The lack of clarity surrounding emissions disclosures makes it impossible to fully understand the impact a company is having on climate change. Without complete and reliable Scope 1 emissions disclosure any other numbers depending on this information will struggle to be even broadly accurate. This includes parts of TCFD (Task Force for Climate-related Financial Disclosures) reporting, disclosure of indirect emissions (Scopes 2 and 3) and progress against emissions reduction targets.

The principles for effective disclosures outlined in the TCFD 2017 Implementation document highlight that disclosures should be specific and complete. But as the TCFD 2018 Status Report uncovered, despite continued momentum behind the TCFD initiative, there is still a long way to go in achieving effective climate-related financial disclosures.

Collecting 100.0% of GHG emissions is technically and practically very challenging for most corporations. Therefore, missing data can be accounted for by a ‘Quantitative Statement of Completeness’ (e.g. ‘we collected GHG emissions for 98.7% of our revenue lines’).

Inadequacies in GHG emissions disclosures have the potential to mislead investors and hinder progress of country, investor and business initiatives addressing climate change and looking to accelerate the transition to a low carbon economy. The 100% Club seeks to provide new incentives for companies to pursue complete disclosure.

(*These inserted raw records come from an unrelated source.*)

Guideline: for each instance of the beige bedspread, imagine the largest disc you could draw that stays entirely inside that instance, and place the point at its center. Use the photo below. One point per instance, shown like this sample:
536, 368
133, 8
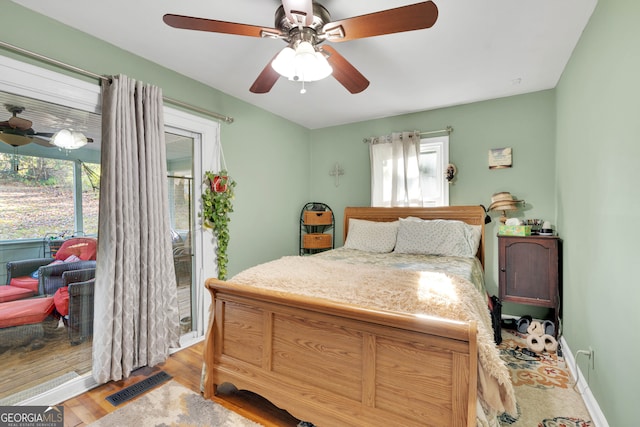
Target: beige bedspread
419, 292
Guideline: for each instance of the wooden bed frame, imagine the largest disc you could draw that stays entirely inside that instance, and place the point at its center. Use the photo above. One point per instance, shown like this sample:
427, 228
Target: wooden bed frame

The 100% Club supports the Financial Centres for Sustainability (FC4S) initiative. Complete and reliable GHG emissions disclosures provide greater clarity to investors. This enables better decision making and helps to guide capital towards companies that are consciously addressing their impact on climate change.  Financial centres can provide crucial support to the 100% initiative. Key decision makers and other important financial actors congregate in financial centres, making them an effective place to highlight this issue.